Это издание впервые знакомит читателя с прозаическими произведениями Элисео Диего, отобранными из трех сборников прозы известного кубинского поэта. В рассказах, фантастических историях, миниатюрах, составляющих книгу «Дивертисменты», нашли поэтическое воплощение и философское осмысление темы жизни и смерти, детства, уходящего времени и человеческой памяти.
Прелисловие. Зеркала памяти
(О прозе Элисео Диего)
Душа сказочника счастливо обитает в Элисео Диего. Автор восьми поэтических, трех прозаических книг и ряда литературных эссе, он занимает особое место в ярком созвездии кубинских мастеров старшего поколения. Его произведения источают магический – магнетический – свет, привлекают своей исповедальной простотой, невыспренностью (хотя и непростым подчас выражением мысли), незаметно вовлекают читателя в куда как не простые поиски ответов на изначальные вопросы, которые ставит человек, стремящийся определить то человеческое, что отличает его от всего остального мира.

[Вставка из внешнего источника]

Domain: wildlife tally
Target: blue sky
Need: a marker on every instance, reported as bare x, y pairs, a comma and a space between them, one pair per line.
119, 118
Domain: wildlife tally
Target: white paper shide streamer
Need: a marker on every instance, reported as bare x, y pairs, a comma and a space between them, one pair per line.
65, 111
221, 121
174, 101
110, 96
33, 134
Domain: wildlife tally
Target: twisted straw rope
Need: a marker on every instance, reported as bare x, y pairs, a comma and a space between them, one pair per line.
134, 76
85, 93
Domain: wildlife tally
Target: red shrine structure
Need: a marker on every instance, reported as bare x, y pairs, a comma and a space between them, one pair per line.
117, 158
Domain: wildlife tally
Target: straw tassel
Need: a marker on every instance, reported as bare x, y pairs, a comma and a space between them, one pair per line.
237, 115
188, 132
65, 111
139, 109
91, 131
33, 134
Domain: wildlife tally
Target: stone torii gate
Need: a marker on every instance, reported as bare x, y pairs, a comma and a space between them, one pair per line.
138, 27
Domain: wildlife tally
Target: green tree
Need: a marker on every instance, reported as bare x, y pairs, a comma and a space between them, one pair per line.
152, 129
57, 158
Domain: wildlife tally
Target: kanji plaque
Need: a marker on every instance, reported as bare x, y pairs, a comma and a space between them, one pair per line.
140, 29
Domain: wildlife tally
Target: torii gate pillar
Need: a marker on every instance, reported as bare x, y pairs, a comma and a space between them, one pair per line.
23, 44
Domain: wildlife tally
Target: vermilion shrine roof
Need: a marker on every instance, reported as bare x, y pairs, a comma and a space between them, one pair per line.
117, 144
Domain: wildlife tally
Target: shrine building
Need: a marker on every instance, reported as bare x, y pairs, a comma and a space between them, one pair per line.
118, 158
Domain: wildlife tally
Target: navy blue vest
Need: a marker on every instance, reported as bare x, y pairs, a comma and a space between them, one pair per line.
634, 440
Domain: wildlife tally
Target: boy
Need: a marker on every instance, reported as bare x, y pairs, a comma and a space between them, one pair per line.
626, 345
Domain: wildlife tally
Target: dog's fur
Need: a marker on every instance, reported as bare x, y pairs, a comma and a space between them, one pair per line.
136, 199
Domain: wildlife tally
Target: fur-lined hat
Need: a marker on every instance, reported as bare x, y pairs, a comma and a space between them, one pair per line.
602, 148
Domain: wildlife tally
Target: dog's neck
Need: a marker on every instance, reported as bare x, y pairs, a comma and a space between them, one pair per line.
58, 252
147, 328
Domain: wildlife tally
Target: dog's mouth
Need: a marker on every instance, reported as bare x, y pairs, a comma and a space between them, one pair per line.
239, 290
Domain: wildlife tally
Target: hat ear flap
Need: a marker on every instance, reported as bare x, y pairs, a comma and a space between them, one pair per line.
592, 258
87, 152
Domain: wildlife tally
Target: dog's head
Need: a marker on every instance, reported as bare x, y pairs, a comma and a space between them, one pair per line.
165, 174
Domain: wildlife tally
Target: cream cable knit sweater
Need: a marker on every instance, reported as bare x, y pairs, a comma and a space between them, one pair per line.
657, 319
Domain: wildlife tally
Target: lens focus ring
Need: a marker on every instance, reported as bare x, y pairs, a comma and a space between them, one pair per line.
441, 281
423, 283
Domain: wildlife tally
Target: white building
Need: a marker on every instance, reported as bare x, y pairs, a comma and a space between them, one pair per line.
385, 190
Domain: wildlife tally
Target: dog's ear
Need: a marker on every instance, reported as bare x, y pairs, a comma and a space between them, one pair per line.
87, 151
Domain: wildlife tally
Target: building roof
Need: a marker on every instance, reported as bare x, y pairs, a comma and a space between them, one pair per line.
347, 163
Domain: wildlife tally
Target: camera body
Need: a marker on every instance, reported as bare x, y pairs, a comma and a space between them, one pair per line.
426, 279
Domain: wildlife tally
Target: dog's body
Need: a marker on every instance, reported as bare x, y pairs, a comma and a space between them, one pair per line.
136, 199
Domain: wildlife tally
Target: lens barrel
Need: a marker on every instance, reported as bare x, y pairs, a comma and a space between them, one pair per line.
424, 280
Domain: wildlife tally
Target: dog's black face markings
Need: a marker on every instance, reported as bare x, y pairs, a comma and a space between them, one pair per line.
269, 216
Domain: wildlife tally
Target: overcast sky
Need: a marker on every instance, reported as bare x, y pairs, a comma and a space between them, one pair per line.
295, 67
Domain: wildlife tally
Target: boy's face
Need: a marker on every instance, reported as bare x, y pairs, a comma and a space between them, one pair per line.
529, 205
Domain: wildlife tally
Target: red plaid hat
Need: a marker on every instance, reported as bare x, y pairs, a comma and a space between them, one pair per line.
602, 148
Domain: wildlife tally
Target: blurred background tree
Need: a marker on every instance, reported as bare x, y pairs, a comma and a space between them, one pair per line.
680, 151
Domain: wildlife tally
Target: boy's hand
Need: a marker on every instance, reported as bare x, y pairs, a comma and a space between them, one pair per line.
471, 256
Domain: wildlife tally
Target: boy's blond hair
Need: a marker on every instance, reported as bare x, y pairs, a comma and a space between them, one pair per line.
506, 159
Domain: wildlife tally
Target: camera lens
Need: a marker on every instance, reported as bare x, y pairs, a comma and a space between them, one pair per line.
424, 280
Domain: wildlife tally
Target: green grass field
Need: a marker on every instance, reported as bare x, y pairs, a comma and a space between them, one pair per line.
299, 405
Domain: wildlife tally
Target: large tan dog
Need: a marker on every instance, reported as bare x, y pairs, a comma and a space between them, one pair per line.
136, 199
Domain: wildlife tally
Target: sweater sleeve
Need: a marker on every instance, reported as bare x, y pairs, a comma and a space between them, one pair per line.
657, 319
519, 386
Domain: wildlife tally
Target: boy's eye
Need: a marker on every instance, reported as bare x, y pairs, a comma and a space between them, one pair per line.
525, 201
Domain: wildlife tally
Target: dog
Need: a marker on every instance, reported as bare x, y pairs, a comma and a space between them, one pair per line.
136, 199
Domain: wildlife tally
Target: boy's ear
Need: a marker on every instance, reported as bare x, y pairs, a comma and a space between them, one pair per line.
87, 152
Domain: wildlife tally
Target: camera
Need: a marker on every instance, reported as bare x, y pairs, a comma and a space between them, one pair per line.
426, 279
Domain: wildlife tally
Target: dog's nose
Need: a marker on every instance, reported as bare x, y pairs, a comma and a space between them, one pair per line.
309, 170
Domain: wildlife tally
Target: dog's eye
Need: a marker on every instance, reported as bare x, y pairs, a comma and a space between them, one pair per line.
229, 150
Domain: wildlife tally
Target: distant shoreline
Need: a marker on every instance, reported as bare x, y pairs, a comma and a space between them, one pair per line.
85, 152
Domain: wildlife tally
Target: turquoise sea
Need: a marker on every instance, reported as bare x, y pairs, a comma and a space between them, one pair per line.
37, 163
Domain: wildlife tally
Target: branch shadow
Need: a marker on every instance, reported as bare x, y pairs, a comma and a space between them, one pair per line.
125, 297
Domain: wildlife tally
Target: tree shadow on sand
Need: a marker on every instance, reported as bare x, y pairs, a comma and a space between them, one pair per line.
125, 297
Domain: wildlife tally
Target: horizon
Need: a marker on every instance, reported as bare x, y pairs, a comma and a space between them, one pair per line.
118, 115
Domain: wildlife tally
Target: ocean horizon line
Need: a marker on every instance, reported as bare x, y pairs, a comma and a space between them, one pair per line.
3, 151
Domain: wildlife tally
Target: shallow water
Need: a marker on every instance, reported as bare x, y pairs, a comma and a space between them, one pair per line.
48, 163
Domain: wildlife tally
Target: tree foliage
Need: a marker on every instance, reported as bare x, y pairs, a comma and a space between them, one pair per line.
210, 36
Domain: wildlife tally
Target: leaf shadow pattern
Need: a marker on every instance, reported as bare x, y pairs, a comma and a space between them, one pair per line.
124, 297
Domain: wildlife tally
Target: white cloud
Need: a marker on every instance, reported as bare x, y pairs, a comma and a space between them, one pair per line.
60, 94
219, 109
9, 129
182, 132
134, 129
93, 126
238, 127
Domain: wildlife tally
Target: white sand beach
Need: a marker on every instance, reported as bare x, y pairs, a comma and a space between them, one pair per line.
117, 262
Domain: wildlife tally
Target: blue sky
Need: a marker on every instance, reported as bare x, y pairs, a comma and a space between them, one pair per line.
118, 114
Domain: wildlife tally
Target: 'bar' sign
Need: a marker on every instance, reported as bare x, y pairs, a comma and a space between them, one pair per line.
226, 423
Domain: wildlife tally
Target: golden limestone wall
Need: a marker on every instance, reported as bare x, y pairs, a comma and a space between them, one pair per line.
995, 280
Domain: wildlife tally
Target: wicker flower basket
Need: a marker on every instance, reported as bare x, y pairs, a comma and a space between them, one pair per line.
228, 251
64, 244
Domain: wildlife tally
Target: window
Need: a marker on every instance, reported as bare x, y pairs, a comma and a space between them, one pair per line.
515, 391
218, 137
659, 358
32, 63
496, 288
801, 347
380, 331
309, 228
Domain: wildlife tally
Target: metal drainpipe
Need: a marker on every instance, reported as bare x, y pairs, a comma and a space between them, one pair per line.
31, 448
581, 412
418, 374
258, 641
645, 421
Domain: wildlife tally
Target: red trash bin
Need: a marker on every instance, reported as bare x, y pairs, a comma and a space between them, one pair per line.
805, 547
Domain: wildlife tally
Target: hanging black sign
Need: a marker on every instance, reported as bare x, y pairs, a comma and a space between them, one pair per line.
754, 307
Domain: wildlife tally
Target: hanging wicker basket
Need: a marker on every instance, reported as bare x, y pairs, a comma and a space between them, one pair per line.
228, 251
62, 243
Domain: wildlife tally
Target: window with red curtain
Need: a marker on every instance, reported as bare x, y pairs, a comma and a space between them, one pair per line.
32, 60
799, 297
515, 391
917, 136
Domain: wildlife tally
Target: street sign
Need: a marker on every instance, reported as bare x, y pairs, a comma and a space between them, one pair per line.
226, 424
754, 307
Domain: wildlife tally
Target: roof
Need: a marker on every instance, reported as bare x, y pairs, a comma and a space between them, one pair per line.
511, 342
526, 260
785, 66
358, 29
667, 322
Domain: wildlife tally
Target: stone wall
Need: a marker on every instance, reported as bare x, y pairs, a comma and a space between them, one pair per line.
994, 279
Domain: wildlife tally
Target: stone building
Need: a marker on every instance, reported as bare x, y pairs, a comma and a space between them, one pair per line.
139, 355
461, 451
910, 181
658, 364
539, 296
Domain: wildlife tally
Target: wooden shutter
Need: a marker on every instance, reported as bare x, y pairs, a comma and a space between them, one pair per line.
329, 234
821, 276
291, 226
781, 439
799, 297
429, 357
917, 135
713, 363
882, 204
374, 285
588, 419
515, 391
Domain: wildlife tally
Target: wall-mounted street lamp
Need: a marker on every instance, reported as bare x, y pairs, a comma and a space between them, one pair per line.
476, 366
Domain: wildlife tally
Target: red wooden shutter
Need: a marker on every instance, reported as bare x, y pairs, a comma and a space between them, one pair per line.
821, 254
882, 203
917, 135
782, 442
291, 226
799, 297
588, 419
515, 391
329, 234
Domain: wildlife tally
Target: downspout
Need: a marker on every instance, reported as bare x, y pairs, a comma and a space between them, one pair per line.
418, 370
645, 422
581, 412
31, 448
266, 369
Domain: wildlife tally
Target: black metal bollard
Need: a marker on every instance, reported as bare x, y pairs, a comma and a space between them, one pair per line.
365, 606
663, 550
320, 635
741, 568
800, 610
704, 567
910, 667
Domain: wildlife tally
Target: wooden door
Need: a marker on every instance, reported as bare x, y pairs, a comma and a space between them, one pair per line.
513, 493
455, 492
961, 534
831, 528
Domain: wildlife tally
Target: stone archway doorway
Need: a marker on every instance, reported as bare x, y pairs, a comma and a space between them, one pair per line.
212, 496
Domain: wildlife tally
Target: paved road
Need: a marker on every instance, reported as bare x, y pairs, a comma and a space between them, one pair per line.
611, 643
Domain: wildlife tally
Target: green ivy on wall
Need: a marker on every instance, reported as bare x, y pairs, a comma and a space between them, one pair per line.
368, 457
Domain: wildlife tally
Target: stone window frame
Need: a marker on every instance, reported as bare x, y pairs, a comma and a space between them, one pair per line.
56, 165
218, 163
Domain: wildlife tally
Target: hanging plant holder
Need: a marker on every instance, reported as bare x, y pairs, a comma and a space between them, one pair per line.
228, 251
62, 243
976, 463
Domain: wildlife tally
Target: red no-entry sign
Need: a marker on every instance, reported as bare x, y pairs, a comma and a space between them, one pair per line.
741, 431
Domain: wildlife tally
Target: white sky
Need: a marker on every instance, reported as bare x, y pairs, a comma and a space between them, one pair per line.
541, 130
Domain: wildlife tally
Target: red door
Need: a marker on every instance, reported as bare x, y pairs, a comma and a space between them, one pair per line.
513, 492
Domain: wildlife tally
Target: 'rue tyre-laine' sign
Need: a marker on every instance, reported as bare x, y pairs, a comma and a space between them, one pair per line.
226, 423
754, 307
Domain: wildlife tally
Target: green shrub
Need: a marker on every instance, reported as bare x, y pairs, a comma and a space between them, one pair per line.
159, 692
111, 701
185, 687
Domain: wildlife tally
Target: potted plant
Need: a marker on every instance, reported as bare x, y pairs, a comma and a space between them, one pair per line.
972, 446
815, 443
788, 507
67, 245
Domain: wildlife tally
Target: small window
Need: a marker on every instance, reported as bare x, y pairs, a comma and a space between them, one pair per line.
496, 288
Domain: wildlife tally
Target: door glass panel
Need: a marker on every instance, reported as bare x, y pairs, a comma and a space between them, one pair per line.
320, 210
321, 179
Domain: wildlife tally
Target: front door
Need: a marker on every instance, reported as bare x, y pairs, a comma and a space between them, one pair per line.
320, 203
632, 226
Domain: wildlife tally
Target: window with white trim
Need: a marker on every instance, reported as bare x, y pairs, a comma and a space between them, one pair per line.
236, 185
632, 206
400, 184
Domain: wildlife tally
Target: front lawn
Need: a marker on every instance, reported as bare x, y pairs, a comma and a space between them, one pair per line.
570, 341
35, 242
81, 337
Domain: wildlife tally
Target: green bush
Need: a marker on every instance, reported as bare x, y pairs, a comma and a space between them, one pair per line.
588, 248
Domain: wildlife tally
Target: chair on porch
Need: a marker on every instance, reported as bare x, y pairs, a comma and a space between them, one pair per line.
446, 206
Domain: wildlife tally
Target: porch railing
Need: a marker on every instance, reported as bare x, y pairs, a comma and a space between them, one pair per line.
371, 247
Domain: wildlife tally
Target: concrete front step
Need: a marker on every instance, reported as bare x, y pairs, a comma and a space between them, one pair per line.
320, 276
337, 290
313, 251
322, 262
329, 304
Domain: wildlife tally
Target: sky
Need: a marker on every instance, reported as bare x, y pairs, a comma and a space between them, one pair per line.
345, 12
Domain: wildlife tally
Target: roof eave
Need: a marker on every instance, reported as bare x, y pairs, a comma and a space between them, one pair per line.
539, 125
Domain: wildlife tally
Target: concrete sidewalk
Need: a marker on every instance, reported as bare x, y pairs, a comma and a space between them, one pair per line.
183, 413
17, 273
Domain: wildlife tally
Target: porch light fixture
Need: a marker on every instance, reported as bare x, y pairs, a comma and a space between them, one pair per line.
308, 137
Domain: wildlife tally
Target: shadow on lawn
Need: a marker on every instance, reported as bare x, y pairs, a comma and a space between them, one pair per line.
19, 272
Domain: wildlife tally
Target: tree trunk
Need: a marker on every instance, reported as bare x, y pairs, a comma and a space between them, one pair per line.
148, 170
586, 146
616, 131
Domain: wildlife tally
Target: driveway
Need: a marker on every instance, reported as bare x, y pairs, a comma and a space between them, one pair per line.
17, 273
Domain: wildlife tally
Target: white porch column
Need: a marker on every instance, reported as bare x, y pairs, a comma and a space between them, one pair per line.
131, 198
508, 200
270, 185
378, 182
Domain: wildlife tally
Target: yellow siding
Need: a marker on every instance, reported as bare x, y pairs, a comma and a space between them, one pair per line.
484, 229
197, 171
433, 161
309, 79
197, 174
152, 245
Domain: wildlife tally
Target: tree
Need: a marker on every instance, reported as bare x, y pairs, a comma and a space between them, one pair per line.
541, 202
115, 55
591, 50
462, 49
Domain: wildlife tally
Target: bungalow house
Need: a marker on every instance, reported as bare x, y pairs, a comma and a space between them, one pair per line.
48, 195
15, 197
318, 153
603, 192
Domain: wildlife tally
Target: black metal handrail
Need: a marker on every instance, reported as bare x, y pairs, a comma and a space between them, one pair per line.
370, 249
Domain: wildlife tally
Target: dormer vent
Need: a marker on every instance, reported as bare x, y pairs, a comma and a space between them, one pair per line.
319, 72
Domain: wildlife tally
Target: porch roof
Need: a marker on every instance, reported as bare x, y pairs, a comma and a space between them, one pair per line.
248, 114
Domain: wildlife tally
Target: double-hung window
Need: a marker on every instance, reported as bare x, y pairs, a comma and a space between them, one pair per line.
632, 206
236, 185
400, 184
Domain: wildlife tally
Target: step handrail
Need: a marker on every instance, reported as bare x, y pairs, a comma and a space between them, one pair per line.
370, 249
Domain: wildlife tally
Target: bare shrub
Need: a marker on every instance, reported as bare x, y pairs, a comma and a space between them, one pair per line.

И в стихах и в прозе Элисео Диего прежде всего лирик. По определению известного советского литературоведа Лидии Гинзбург, лирика и есть «прежде всего разговор об основных человеческих ценностях или о том, что их разрушает, уничтожает».
[1]
Элисео Диего крайне обостренно, драматически переживает противоречие между идеалом и компромиссом, между возрастом ребенка и возрастом взрослого, между творением и разрушением. Переживание этого противоречия мощно обнаружилось в первой его поэтической книге «На улице Хесус-дель-Монте» (1949) и с той поры не покидает его.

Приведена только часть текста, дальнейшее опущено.